Im Zeitalter des Wunschdenkens

Wir leben im Zeitalter des Wunschdenkens, in der Zeit in der es den Anschein hat, daß die Wünsche in Erfüllung gehen. In den Märchen gingen sie in Erfüllung und die Menschen liebten sie, wohl wissend, daß sie niemals wahr werden würden.

Das größte utopische Wunschdenken scheiterte 1989 an der Realität. Die gekränkte Linke ist seitdem auf der Suche nach Objekten für ihre Projektionen. Dabei gerät sie in gefährliche Fahrwasser multipler kognitiver Dissonanzen. Antisemitismus ist Klassenkampf, Arbeiterklasse ist reaktionär, Gleichheit für alle, aber technischer Fortschritt nicht für alle.

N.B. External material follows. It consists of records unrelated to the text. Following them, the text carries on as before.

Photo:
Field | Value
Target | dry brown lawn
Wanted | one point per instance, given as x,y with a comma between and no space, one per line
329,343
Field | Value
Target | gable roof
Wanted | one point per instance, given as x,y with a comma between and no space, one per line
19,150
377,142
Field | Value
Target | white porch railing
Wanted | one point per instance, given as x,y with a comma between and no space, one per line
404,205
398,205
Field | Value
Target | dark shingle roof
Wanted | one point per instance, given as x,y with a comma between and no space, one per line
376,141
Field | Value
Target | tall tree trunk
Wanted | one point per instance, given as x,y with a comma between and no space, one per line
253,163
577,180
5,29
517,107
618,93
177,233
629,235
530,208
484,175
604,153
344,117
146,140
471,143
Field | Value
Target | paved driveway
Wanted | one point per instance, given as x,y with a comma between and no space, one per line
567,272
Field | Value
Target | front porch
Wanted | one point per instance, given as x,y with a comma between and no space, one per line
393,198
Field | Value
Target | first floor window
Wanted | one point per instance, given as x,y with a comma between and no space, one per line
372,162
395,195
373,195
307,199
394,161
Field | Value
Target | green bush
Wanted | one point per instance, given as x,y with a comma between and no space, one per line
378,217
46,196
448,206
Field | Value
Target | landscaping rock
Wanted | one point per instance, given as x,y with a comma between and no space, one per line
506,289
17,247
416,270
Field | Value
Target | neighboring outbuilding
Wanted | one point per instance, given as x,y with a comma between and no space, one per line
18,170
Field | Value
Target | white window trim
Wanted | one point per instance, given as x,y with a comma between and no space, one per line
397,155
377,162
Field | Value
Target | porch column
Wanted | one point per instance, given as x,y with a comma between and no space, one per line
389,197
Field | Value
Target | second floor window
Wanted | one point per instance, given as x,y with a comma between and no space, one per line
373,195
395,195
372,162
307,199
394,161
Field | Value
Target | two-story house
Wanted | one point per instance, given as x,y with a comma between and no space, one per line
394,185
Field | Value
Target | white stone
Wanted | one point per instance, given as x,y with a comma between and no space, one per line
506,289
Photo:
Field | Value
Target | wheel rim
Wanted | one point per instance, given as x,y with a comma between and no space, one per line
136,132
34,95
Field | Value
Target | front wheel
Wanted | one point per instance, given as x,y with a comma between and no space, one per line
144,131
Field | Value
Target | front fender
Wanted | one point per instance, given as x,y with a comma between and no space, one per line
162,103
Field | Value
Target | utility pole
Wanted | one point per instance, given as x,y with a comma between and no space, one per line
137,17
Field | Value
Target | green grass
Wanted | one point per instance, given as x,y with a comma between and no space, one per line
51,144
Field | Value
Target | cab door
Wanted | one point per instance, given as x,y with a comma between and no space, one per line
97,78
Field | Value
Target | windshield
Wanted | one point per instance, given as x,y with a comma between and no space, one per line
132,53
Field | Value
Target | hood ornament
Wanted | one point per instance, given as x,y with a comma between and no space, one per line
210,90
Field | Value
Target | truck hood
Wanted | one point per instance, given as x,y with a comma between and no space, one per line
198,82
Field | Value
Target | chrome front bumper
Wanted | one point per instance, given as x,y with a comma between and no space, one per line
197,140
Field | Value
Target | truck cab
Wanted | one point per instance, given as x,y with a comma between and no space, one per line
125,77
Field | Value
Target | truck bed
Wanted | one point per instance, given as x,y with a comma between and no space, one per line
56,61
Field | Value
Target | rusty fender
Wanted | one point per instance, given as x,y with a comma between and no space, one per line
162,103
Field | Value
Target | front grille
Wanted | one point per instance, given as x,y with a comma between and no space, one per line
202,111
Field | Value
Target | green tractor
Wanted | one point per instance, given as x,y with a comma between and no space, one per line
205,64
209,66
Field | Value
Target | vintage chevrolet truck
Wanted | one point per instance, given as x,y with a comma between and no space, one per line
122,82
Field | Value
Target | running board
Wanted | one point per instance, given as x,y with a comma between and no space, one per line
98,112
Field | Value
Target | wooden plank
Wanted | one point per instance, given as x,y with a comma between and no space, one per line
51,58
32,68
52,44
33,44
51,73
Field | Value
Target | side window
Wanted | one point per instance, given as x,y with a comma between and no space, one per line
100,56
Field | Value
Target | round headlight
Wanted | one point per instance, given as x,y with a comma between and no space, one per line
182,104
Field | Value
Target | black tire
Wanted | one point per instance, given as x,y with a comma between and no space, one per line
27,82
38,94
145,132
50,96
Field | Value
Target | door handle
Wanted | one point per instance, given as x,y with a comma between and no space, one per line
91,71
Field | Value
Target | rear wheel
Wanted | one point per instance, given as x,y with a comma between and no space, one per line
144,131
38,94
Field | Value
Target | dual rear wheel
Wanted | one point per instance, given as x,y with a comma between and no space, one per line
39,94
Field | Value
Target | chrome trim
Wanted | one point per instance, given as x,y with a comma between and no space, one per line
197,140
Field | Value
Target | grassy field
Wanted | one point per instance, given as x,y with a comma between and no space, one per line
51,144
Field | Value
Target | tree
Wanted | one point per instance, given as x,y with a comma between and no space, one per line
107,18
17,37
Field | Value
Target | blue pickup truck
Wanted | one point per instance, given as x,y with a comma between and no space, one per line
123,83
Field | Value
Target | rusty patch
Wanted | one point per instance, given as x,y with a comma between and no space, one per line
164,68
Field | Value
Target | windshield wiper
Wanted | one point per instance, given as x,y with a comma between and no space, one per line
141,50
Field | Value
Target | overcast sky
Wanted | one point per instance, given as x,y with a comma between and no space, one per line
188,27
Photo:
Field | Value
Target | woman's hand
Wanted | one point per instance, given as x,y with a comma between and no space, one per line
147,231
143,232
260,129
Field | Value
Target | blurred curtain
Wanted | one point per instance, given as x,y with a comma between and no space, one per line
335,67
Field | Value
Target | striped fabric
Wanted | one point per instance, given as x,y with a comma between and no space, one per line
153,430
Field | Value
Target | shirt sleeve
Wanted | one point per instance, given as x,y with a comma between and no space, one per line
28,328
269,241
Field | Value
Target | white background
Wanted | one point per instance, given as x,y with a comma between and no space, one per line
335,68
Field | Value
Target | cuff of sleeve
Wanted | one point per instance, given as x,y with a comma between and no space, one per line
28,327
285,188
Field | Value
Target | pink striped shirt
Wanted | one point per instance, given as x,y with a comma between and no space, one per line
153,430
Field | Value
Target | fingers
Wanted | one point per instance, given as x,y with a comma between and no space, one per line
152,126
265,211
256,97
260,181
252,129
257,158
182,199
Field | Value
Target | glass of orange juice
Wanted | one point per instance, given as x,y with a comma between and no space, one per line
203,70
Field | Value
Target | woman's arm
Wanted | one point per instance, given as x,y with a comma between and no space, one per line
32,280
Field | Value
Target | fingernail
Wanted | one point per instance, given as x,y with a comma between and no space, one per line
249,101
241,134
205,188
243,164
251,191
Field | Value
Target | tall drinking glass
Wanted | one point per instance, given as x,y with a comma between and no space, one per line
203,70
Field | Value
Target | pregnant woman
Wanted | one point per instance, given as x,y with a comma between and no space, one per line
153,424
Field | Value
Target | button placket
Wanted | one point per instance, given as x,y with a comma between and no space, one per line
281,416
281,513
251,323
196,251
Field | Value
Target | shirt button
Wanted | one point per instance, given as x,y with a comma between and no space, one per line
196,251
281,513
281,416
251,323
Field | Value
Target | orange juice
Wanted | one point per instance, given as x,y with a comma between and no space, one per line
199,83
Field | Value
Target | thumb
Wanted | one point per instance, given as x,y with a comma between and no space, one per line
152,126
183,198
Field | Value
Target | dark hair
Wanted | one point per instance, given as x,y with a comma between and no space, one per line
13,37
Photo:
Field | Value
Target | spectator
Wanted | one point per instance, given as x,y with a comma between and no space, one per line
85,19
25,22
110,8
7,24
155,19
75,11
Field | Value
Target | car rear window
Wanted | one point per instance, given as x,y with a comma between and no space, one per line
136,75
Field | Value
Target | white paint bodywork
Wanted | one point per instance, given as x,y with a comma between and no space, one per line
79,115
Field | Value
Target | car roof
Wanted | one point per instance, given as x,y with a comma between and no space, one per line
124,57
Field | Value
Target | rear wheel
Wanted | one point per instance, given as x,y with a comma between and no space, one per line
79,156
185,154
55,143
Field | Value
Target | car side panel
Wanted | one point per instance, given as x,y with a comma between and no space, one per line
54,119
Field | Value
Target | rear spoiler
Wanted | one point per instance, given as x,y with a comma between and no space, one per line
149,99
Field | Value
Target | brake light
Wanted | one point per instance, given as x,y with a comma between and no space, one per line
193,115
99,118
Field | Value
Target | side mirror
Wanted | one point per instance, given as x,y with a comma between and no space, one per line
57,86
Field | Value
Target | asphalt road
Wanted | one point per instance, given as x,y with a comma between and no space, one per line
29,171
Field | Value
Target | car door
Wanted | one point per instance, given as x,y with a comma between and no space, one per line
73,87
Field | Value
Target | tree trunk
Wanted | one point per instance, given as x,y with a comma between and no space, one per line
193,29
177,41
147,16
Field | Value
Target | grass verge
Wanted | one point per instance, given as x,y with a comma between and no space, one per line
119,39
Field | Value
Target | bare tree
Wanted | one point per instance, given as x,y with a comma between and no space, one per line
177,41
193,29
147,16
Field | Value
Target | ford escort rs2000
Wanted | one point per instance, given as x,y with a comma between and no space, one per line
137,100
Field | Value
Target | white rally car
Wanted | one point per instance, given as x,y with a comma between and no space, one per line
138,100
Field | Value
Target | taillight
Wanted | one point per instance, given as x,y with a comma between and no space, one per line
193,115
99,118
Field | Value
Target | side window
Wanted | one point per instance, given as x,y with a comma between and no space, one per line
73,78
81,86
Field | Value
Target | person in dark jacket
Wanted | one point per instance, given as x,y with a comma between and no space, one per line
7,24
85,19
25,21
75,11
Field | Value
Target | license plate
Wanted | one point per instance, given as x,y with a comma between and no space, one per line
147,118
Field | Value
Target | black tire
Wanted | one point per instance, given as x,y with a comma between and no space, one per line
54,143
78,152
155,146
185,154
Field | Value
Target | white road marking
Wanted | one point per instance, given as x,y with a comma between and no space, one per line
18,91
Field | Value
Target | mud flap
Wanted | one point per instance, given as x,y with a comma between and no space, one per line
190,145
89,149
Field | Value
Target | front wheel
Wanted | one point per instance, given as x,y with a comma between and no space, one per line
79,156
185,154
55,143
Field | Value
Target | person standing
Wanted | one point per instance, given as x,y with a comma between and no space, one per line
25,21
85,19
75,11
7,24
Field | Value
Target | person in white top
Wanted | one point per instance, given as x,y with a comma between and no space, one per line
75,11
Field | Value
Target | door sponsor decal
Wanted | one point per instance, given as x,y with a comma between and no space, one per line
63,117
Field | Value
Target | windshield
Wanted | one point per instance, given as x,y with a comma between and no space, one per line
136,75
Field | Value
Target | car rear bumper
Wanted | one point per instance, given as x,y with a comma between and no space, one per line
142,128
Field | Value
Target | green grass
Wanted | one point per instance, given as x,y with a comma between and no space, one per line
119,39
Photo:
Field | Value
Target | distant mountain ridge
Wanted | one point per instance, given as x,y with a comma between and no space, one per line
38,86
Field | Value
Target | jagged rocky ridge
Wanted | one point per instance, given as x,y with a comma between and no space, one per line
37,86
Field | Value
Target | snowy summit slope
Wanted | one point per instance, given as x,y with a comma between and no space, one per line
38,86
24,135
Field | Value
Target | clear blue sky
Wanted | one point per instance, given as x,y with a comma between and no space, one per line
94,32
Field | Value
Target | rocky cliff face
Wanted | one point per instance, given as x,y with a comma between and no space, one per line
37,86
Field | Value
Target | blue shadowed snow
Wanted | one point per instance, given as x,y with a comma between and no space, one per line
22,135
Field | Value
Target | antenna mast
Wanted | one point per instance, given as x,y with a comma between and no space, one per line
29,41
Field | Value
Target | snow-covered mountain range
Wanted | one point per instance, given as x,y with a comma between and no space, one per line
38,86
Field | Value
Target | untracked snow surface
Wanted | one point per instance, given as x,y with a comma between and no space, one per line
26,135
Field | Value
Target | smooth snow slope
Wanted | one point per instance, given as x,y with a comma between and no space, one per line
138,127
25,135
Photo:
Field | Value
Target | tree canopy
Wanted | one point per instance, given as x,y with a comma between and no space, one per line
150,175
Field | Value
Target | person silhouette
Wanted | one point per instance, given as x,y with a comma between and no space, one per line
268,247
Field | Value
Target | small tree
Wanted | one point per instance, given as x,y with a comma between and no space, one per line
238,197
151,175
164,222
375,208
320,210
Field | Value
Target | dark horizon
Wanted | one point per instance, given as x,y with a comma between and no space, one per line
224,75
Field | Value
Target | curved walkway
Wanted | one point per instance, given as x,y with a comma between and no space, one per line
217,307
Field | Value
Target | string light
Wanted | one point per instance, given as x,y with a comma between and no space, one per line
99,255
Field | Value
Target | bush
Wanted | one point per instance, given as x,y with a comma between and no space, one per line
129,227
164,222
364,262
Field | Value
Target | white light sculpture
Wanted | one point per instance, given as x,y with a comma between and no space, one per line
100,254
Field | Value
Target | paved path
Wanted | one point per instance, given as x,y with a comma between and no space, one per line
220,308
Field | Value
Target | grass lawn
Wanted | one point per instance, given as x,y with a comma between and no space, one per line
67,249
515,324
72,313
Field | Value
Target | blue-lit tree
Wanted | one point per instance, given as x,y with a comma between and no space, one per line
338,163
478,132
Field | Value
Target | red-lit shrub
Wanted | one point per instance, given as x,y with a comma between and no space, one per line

Noch nie gab es so viele mythische Parallelwelten wie heute. Bücher, Filme, Spiele erfüllen die Wünsche des Menschen nach Vergessen. Wer keinen Hunger, keine Kälte, keine Not kennt, findet in der Hölle der erfüllten Wünsche keinen Trost und sucht ihn in den tausenden Trivialutopien, die die Medienwelt über uns ergießt.

Die Linken kämpfen nicht mehr um die Wirklichkeit des Lebens, sondern um die des Wünschens. Sie treten in die Lücke, die die große Schwäche des modernen Menschen, sein Kampf um die Sehnsucht nach einer Traumwelt läßt.